NEW YORK (AP) — She navigated a 1960s advertising agency boys club on “Mad Men,” leads the charge against a totalitarian regime on “The Handmaid’s Tale” and fought back against an abusive partner in the 2020 movie “The Invisible Man.” Based on her career choices, it makes sense to want to seek out Elisabeth Moss if things go south.
“That’s a big compliment,” said Moss recently of the notion that she’s desirable for a fantasy foxhole. “With the characters I play, it’s always my intention to show how badass an everyday person can be. I want people to feel like, ‘Oh, I could be that person. I would do that.’ Or, ‘I would hope I would react in that way.’ I like the idea of playing everyday superheroes because I think that we all have kind of a superhero inside of us.”
Battling the bad guy isn’t easy, though. In her new series “Shining Girls” for Apple TV+, Moss has her work cut out for her. She plays Kirby, a newspaper archivist in 1990s Chicago who is haunted and taunted by a serial killer (Jamie Bell) named Harper, who is always steps ahead of his victims and the authorities. Part of what makes the show gripping to watch is that it seems impossible to stop him.

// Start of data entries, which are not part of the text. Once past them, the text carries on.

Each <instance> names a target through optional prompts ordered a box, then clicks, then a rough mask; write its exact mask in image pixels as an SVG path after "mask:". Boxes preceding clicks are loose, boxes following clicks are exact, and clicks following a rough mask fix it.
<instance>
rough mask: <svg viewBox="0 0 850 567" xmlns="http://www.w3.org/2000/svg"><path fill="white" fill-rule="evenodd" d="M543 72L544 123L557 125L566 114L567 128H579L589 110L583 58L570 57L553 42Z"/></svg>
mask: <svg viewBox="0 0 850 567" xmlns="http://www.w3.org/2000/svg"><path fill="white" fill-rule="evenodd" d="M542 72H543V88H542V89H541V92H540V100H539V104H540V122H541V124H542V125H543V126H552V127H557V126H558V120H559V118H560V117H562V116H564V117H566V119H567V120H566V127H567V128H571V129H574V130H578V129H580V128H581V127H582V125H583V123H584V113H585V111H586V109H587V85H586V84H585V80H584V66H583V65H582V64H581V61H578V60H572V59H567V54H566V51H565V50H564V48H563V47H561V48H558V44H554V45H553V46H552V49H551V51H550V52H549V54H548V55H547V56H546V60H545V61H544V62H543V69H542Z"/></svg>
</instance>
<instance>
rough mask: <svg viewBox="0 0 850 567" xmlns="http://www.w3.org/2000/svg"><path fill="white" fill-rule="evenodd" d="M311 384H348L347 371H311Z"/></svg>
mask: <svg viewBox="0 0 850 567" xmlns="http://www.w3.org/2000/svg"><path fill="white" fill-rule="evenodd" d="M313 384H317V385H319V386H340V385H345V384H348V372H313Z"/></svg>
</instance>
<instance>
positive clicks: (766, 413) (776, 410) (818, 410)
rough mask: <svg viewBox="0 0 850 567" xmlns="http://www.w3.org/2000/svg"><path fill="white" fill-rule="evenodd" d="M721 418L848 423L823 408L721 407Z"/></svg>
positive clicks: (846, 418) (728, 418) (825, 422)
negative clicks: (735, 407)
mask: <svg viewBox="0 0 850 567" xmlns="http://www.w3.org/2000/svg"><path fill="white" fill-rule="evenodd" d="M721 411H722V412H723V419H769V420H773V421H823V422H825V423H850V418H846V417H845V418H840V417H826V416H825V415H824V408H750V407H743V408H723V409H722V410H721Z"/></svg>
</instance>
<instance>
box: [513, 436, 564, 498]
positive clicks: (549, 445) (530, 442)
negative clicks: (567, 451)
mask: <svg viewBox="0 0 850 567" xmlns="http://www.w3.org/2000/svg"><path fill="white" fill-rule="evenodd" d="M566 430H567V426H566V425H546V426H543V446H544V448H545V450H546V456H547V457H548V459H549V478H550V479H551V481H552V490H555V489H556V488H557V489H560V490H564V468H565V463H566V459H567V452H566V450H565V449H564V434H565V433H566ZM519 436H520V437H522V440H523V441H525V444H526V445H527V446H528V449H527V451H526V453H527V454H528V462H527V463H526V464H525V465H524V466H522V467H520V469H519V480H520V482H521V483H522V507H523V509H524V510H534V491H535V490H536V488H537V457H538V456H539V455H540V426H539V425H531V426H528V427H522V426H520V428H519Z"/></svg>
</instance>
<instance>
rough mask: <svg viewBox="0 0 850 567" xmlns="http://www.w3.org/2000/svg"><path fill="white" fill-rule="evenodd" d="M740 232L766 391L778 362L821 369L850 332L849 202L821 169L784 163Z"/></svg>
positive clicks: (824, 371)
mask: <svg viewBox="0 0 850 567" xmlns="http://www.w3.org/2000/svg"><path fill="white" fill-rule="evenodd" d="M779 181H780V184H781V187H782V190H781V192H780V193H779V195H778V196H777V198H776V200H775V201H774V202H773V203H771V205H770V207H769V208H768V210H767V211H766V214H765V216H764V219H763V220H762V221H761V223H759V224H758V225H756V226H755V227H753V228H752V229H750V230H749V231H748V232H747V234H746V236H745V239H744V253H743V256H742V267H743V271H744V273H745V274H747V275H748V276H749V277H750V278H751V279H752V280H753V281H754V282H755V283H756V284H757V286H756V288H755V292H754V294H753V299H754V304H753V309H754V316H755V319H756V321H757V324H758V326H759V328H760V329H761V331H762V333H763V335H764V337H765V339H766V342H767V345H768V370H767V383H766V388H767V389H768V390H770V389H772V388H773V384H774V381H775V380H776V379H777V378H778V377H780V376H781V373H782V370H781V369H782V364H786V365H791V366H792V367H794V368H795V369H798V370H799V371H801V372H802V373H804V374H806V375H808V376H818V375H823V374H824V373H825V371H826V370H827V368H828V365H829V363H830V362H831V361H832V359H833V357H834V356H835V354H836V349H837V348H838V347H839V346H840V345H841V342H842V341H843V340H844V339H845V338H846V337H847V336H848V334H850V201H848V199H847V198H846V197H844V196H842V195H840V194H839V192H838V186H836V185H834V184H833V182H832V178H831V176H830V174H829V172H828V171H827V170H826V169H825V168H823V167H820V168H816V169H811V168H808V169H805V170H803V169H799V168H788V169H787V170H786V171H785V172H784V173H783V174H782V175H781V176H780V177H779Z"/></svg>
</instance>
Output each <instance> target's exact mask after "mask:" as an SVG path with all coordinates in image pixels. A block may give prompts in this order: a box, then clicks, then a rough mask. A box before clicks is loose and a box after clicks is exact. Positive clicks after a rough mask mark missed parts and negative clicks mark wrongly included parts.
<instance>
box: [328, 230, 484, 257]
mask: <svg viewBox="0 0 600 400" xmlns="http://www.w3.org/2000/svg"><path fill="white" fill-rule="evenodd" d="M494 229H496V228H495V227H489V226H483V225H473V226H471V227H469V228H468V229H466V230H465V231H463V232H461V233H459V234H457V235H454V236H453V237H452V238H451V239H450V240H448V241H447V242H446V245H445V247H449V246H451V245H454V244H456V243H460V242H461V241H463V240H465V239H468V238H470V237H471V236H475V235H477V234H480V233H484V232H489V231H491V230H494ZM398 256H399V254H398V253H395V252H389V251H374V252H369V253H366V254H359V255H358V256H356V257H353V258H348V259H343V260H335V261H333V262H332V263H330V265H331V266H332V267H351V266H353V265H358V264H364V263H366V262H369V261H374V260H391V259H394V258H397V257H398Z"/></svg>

Moss, who is an executive producer on the series and also directed two episodes, said of Bell, “I know I’m probably biased, but I really think this is the best thing he’s ever done. He astounded us every day. “
Harper is so confident that he approaches his prey with swagger. Moss says it’s that charisma that sells the character.
“Our intention was to find somebody who was not mustache-twirling, who was not your classic villain. This is romantic. That approach is far scarier than playing something straight-up creepy.”
Bell says he was drawn to the project because it gave him both the opportunity to play someone different from his past roles (“Billy Elliott”, “Rocketman”) and work with Moss, who he describes as “the best actress working today.”
For Moss, the scripts made it impossible for her to say no.
“I wasn’t looking for another TV role but it was one of those things where I was like, ‘I don’t think I can not do this.’ I try to find things that I feel like I can’t not do.”
The real challenge, says Moss, was the disorientation of filming a series that constantly shifts its reality. Kirby is so traumatized by Harper that she’s disoriented about time and always playing catch-up in her own life.
“I had to definitely remind myself of what I knew and what I didn’t know in the story at that point. It was about 100 times more complicated to shoot this out of order than anything else I’ve ever done.”
At the end of a work day Moss opts to watch lighter fare, “I don’t come home from filming and watch super-serious stuff. I don’t think that would be a good idea.” But don’t expect Moss to sign up for a rom-com or straight up comedy anytime soon.
“As an actor and a director, I’m much more interested in drama. I have more fun doing drama.”